Presentation information


Symbol S (Solid Earth Sciences) » S-VC Volcanology

[S-VC47] Active volcanism

Tue. May 24, 2016 5:15 PM - 6:30 PM Poster Hall (International Exhibition Hall HALL6)

Convener:*Yosuke Aoki(Earthquake Research Institute, University of Tokyo), Yuta Maeda(Nagoya University)

5:15 PM - 6:30 PM

[SVC47-P25] Compositional variation of Holocene volcanic products
from the northwestern part of Aso central cones

*Masataka Kawaguchi1, Toshiaki Hasenaka1, Nobutatsu Mochizuki1, Hidetoshi Shibuya1, Yasushi Mori2 (1.Graduate School of Science and Technology, Kumamoto University, 2.Kitakyushu Museum of Natural History and Human History)

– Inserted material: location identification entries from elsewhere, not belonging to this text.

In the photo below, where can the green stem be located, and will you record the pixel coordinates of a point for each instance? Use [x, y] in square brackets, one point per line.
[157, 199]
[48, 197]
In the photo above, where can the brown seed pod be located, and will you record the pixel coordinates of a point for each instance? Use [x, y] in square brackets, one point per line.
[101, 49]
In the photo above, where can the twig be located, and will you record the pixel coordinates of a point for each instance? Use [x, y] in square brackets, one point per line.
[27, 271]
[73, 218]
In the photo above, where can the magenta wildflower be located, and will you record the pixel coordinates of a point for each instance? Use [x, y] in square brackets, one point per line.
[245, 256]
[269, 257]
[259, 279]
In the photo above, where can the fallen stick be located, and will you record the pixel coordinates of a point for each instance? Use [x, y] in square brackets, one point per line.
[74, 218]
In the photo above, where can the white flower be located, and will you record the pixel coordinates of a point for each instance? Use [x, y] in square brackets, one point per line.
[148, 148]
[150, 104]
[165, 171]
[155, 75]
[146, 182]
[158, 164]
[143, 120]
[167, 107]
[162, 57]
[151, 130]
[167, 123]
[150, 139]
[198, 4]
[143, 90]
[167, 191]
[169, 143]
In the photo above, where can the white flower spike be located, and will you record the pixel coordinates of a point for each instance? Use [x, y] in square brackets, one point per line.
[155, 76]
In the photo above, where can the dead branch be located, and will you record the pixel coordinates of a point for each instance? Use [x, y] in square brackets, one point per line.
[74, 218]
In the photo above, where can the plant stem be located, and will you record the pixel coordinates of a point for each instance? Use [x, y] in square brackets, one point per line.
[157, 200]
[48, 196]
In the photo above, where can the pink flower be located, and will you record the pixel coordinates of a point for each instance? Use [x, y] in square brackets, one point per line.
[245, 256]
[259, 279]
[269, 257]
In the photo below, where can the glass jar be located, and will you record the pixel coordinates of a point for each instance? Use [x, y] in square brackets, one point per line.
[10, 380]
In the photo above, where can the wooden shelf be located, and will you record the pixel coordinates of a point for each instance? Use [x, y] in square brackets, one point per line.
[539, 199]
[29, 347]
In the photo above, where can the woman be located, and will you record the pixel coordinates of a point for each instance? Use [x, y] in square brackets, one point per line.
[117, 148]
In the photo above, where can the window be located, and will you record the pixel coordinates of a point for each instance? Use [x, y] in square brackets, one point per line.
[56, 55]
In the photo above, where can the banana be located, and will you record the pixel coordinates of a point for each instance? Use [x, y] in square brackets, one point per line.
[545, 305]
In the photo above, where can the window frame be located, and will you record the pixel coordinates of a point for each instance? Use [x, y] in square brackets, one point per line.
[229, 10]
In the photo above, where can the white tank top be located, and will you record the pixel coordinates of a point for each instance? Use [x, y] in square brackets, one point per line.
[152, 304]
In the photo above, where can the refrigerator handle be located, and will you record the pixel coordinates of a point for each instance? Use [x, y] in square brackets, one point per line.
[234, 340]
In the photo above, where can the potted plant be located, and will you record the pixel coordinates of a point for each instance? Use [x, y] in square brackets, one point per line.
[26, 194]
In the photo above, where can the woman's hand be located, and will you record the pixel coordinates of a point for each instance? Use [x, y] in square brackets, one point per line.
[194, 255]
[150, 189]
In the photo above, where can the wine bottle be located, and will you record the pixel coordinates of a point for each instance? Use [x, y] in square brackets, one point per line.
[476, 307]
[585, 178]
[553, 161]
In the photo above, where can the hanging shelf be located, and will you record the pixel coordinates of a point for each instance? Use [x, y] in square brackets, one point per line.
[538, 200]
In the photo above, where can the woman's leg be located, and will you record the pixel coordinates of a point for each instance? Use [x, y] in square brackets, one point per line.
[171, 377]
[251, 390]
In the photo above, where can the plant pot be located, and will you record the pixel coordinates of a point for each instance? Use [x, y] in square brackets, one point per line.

Keywords:Aso, central cones, post-caldera volcanism, Holocene, paleomagnetic directions, chemical compositions

We described the petrography of Holocene volcanic products from the northwestern part of Aso central cones and compared their bulk rock compositions with the result of paleomagnetic study. We examined their genetic relationship by fractional crystallization model.
Holocene volcanic products of this area gradually changes to more unfractionated magma type, from Kishimadake to Ojodake, Komezuka, with time. Paleomagnetic directions determined by Yato et al. (2013) showed that the simultaneous eruptions occurred at different volcanoes. They also showed that the three volcanoes repeatedly erupted after intervals of quiescence. Tamai (2015MS) divided lavas of Kishimadake, Ojodake and Komezuka into 5 stages using magneto-stratigraphy. Kishimadake lava of stage 3 is different from that of stage 1. One is similar to Komezuka lava and has an intergranular texture. The other has an intersertal texture. Mineral assemblage is the same. Ojodake and Komezuka lava show little change in composition, mineral assemblage and texture throughout all stages.
All of the three range from 1.7 to 2.3 in FeO*/MgO ratio with 51.0-53.5 wt.% SiO2. Ojodake and Komezuka lavas differ in FeO*/MgO ratio even though they have the same SiO2 content. It suggests that steady-state recharge and eruption occurred in the magma supply system for several hundred years. In addition, coeval lavas from different volcanoes, of different chemical compositions, indicate multiple magma chambers were present. Because the Rayleigh fractional crystallization model did not reveal parent-daughter pairs, simple fractional crystallization of the observed phenocryst assemblage do not account for compositional variation of Holocene volcanic products.